A few weeks ago, I came across the fold out chart pictured below in a May 1934 issue of the Federation Bulletin. The data sheet accompanied a paper presented by Harry Anslinger*, the U.S. Commissioner of Narcotics, at the February 1934 annual meeting of the Federation of State Medical Boards (FSMB). The Bulletin also published a transcription of the subsequent Q&A between presenter and audience.
The commissioner’s responsibilities, established in 1930 as U.S Treasury Department’s Federal Bureau of Narcotics, included determining the quantity of crude opium and coca leaves allowable into the United States for medical and scientific purposes. Dispensing or prescribing derivatives of these materials fell under the Harrison Narcotics Act (1914), legislation ostensibly enacted as a tax/revenue measure though its underlying purpose and subsequent enforcement ultimately regulated and limited access to narcotic drugs such as opium.
The legislation required authorized practitioners (e.g., physicians, dentists) to register with, and pay a small tax to, the federal government (Treasury Dept.) to legally prescribe narcotic drugs. In due course, the legislation helped to effectively criminalize drug addiction rather than handling it as a disease or medical condition requiring treatment.
As interpreted by law enforcement, the Harrison Act also allowed for prosecution of physicians who prescribed to addicts. Authorities pointed to the language in the law describing allowable prescribing as something done “in the course of his professional practice only.” Drug addicts were not patient according to law enforcement. Thus, prescribing to them became illegal. Initially, the US Supreme Court supported this approach with two decisions (Webb v. US, 1919 and US v. Behrman, 1922) that upheld prosecutions against physicians prescribing narcotics to comfort addicts in withdrawal or as part of “cure” programs.
Federal prosecution of physicians under the Harrison Act was later struck down by the U.S. Supreme Court (Linder v. United States, 1925) as the court cited the regulation of the practice of medicine as a state prerogative. Thus, it fell to the individual states to regulate, and if necessary prosecute, illegal prescribing as a violation under their state’s medical practice act.
So how do state medical board figures into all this? Let’s go back to the pictured chart. The data—while confusing with its densely packed columns and small font headings—reflected cases brought by Anslinger’s office against 705 physicians between October 1, 1930 and December 31, 1932. The commissioner’s office had been working with state boards so that they could take appropriate action involving their licensees.
The commissioner lauded the cooperation his agency had received from multiple state medical boards and, in particular, Dr. Charles Pinkham (Executive Secretary for the California Medical Board).
Yet at the time of his presentation to the FSMB in 1934, 488 cases (nearly 70%) were still pending any formal action by a state medical board. While the wheels of justice understandably turn slow, Anslingre’s presentation sounded a note of concern that they may have ground to a halt entirely in many of these cases.
Explanations for the backlog and what initially appeared to be state board inactivity came out in the Q&A. Much of the problem arose from state law—usually a critical absence of clear authority allowing the board to act. For instance, the medical practice act in several states did not have narcotic violations as a basis for a license revocation. In nearly two dozen states, license revocation was tied to violations of state law—not federal law such as the Harrison Act.
In other instances, license revocation was the only sanction open to the board. For example, in Minnesota, the board’s only option for a physician’s violation of a narcotics law or in cases of drug addiction was to revoke the license. The board did not have the option to temporarily suspend a license for a physician seeking to rehabilitate. Similarly, the board had no authority to reinstate a medical license once it had been revoked. Noting this reality, a Minnesota board member admitted, “We hesitate to revoke.”
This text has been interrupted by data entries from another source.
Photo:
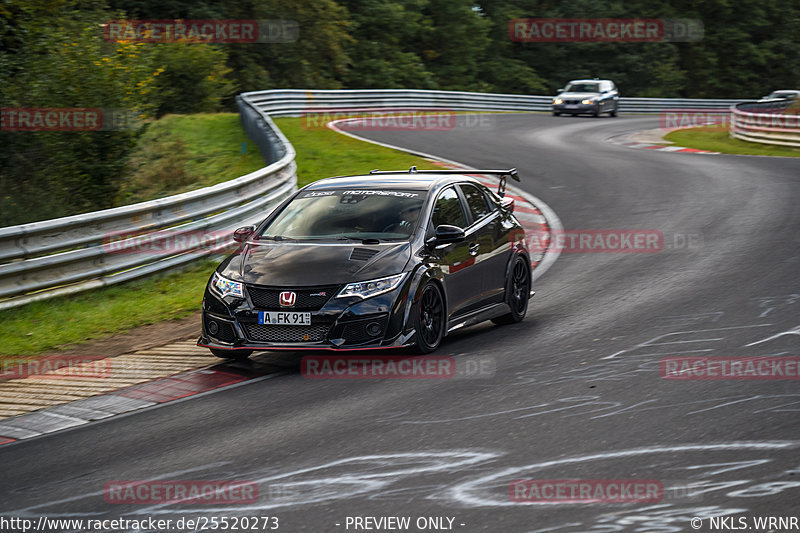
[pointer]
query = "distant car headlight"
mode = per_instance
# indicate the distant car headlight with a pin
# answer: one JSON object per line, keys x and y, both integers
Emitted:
{"x": 374, "y": 287}
{"x": 225, "y": 287}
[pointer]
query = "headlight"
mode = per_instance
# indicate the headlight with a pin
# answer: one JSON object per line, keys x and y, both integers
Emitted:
{"x": 225, "y": 287}
{"x": 374, "y": 287}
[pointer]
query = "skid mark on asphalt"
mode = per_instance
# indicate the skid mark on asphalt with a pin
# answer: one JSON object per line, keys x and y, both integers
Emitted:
{"x": 698, "y": 479}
Americans have a tendency to wax nostalgic about the past—to view a time period like this one eighty years ago as somehow “simpler” than our world today. I shared this piece from 1934 to underscore the complexity of medical regulation even then. Regulators faced a challenging interplay of state and federal actors and competing philosophies in addressing substance abuse. They labored under imperfectly drawn state laws that sometimes handcuffed them in trying to address (in a fair and reasonable manner) cases involving their licensees.
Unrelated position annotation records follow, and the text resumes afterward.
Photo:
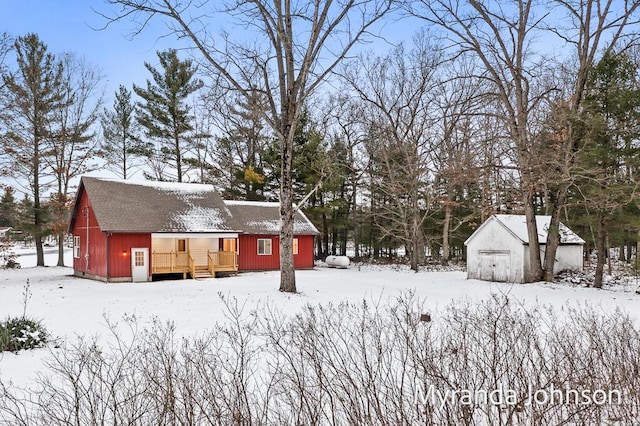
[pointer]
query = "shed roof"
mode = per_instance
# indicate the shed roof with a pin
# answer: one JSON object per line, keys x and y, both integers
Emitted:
{"x": 142, "y": 206}
{"x": 517, "y": 226}
{"x": 260, "y": 217}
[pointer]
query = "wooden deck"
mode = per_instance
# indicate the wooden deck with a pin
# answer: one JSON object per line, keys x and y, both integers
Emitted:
{"x": 174, "y": 262}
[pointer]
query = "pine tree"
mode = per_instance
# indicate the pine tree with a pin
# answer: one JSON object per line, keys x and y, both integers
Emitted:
{"x": 121, "y": 145}
{"x": 163, "y": 111}
{"x": 8, "y": 207}
{"x": 33, "y": 96}
{"x": 609, "y": 156}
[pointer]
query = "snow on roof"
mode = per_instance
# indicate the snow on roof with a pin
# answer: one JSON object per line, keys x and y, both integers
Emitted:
{"x": 180, "y": 187}
{"x": 517, "y": 224}
{"x": 251, "y": 203}
{"x": 262, "y": 217}
{"x": 140, "y": 206}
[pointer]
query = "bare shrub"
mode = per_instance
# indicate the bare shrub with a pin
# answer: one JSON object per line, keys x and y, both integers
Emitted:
{"x": 476, "y": 363}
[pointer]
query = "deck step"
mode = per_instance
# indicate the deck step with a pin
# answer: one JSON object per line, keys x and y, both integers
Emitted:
{"x": 203, "y": 274}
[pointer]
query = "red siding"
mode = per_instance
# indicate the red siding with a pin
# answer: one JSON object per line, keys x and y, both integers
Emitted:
{"x": 96, "y": 261}
{"x": 120, "y": 246}
{"x": 249, "y": 260}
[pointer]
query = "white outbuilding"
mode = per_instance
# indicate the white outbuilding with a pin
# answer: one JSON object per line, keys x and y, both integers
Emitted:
{"x": 499, "y": 249}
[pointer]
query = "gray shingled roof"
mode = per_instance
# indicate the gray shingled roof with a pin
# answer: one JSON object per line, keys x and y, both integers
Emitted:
{"x": 257, "y": 217}
{"x": 131, "y": 206}
{"x": 128, "y": 206}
Certainly, they weren’t perfect. A backlog of 488 cases is tough to explain without acknowledging that other factors were probably at work too—resource limitations; protection of fellow physicians, etc. I’ll dedicate space in this blog soon to talk about medial boards’ disciplinary function.
[* If the name Harry Anslinger seems vaguely familiar to you, it is likely because of recent stories concerning the U.S. Dept. of Justice’s pushback against state laws legalizing recreational use of marijuana. Authors studying the criminalization of marijuana in the US point to Anslinger’s controversial efforts and ‘racialization’ of the issue beginning around 1936-37]
The opinions expressed here reflect the views of the author and do not represent those of the FSMB.
Sources
H.J. Anslinger, “Traffic in Narcotic Drugs,” Federation Bulletin (May 1934): 136-147.